GOVERNMENT says it is ready to auction the long term evolution (LTE) spectrum to mobile operators for broadcasting to raise US$173 million needed to complete the broadcast digitalisation programme before the deadline of June 2015. The money would go towards migrating existing transmitters, buying new digital transmitters, migrating the studios at Zimbabwe Broadcasting Corporation (ZBC), migrating monitoring equipment for the regulator and putting in place new regulations for the licensing of the new digital broadcasting.
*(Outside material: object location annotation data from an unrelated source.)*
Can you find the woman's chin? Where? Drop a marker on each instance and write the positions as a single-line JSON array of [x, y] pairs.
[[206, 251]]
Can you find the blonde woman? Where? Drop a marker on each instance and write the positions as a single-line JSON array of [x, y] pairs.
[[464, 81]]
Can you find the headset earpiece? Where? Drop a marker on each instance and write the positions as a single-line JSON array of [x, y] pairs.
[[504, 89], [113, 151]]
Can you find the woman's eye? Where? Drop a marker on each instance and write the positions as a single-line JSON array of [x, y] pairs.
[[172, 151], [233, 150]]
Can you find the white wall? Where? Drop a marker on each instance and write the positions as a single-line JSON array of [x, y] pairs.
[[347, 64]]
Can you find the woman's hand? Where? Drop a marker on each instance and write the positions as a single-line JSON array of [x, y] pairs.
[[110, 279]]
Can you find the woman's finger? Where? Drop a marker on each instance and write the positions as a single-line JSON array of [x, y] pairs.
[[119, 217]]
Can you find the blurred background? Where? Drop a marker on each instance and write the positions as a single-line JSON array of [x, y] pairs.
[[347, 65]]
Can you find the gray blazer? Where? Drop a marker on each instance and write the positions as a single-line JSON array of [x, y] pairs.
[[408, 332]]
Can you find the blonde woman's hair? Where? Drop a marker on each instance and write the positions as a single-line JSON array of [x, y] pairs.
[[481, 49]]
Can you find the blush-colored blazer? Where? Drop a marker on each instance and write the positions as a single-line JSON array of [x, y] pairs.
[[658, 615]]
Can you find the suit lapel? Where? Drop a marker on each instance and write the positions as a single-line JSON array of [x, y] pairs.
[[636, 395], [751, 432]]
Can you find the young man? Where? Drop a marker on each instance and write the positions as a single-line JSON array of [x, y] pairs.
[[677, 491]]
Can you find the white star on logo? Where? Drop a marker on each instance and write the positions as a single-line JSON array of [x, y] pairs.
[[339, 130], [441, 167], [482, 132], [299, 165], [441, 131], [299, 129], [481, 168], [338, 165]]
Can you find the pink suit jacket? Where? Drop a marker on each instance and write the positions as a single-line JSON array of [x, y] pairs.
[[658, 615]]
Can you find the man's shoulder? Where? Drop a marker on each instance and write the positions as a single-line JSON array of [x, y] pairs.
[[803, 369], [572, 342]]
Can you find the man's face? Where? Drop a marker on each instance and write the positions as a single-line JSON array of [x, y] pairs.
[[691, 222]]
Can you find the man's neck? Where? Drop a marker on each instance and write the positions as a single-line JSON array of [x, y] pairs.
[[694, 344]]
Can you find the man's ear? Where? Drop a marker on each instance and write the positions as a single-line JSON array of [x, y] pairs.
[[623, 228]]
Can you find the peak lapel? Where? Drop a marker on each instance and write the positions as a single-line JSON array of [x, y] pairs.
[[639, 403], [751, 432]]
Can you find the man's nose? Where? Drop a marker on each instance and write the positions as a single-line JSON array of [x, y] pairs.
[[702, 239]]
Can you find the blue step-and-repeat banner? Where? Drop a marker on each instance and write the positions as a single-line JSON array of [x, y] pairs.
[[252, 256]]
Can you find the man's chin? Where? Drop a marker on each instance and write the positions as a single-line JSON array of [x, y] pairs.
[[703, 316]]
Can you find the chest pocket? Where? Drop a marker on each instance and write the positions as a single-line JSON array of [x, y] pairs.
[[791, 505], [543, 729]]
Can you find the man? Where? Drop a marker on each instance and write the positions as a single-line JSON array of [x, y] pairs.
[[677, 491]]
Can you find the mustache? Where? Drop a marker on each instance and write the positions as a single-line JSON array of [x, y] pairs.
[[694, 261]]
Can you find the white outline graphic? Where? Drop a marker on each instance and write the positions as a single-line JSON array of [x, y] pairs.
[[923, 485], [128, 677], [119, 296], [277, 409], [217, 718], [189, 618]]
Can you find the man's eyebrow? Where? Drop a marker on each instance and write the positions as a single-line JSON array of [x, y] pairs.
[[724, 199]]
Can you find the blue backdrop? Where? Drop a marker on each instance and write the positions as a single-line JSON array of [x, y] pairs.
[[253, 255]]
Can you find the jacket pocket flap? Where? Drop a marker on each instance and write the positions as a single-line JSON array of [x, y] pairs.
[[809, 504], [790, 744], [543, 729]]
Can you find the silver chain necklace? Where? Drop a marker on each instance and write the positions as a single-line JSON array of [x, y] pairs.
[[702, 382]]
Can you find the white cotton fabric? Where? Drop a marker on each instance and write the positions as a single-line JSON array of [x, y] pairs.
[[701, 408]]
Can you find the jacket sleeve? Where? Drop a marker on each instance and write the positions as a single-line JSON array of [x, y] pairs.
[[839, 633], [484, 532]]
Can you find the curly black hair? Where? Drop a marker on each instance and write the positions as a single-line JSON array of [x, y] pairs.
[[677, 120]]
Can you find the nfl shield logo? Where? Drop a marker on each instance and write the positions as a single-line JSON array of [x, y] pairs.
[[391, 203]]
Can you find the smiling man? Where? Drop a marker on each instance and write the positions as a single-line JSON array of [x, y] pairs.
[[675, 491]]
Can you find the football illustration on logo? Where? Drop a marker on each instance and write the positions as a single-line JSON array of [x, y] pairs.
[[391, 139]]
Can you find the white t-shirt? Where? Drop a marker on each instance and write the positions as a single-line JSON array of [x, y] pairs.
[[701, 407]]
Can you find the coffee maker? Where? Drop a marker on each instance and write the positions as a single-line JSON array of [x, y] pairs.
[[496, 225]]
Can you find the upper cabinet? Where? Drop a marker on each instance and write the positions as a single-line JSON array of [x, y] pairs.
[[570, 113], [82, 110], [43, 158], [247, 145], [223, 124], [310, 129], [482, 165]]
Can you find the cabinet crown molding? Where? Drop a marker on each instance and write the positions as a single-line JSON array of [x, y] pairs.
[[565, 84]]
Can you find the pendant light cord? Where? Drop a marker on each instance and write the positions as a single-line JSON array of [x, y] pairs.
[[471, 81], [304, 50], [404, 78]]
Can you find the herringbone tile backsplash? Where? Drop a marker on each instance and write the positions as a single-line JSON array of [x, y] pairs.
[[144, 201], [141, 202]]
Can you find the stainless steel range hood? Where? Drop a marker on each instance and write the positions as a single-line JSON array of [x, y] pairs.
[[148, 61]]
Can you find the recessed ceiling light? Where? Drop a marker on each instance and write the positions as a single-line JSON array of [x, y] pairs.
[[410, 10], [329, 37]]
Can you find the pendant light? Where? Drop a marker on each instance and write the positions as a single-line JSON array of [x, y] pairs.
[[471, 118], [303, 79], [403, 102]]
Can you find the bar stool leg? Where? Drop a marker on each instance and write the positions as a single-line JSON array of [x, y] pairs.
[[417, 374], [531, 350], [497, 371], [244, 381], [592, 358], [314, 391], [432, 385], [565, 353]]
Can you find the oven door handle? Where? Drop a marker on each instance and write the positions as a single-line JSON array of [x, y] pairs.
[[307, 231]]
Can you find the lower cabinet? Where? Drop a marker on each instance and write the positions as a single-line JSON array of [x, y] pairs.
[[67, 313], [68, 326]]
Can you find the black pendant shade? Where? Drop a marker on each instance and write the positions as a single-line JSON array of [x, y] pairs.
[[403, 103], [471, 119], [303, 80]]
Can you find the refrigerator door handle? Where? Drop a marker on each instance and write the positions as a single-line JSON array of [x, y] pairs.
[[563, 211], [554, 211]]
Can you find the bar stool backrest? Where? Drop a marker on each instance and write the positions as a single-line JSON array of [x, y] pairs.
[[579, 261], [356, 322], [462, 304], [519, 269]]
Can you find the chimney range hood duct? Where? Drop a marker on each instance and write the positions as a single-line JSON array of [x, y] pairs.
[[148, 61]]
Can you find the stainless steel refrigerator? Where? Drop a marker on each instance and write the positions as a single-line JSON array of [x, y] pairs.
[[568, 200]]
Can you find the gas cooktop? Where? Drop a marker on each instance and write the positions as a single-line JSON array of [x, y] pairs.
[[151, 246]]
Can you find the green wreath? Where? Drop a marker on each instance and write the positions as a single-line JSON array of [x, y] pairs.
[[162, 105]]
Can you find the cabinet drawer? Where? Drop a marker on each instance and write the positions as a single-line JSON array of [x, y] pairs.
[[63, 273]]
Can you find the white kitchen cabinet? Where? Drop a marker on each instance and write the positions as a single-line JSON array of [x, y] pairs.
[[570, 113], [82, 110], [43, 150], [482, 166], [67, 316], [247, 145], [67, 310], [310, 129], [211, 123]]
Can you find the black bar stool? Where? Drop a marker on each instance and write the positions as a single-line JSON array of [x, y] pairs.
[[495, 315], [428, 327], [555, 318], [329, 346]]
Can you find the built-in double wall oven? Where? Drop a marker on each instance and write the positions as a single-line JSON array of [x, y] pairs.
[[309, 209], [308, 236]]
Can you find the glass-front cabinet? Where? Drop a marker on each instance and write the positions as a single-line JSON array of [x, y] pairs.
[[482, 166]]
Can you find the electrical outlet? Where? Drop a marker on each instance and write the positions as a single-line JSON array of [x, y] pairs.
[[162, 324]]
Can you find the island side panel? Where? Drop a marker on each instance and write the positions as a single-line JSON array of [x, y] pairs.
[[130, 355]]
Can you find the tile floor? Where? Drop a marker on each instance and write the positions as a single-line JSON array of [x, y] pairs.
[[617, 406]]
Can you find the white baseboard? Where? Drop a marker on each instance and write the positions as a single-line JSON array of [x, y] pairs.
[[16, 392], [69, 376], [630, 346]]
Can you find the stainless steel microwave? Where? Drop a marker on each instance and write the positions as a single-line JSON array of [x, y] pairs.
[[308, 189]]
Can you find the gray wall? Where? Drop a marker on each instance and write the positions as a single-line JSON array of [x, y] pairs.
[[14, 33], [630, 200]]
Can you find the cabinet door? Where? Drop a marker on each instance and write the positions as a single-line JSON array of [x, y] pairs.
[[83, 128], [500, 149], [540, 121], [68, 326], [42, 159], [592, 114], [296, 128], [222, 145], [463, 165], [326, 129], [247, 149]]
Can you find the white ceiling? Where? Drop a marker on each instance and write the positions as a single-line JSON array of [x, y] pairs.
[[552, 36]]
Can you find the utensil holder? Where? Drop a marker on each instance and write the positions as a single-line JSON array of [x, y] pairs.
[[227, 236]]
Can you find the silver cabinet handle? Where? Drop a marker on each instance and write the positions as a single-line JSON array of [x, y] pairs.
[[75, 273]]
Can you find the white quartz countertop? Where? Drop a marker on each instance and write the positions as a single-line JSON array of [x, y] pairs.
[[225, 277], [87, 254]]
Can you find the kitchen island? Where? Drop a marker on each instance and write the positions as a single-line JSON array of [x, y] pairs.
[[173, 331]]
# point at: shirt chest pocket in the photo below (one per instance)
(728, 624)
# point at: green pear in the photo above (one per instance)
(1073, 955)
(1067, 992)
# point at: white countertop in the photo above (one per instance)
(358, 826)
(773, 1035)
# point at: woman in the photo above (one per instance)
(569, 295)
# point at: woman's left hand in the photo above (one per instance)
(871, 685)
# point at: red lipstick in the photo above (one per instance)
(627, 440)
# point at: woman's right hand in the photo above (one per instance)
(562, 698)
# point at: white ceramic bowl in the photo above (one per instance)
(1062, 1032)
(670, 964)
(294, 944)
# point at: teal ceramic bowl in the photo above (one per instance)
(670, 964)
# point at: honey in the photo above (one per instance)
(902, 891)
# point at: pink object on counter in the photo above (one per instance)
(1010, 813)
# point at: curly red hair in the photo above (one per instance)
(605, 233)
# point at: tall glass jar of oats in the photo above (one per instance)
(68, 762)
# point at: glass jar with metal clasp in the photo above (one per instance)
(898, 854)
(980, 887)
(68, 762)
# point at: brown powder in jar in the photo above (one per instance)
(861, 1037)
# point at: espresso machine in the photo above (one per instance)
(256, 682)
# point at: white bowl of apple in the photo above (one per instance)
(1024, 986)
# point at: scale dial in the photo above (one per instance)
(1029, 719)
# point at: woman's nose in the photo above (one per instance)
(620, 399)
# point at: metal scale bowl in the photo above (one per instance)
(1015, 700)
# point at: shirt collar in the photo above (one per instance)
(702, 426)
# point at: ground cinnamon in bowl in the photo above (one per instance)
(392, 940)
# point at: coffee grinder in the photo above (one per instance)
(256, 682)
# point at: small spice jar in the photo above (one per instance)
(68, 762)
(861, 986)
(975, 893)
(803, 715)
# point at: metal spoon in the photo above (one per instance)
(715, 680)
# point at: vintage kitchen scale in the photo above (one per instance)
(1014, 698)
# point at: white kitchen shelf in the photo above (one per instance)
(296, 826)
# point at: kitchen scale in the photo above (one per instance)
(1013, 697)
Responding to a question on how government, which is facing cash challenges, would raise money for the exercise when presenting oral evidence to the Media, Information and Broadcasting Services Parliamentary Portfolio Committee last week, Information Minister Jonathan Moyo said it was not difficult to obtain the money. "We are able to get it right away if we (government) auction LTE spectrum to mobile operators for broadcasting," he said.
LTE is a faster network technology; it would simplify their infrastructure and reduce costs while improving the quality of offerings to mobile network subscribers. LTE is regarded as the "most advanced" network technology. It is an easily deployable network technology, offering high speeds and low latencies over long distances. The digital transition is raising questions around who would get access to the new channels created.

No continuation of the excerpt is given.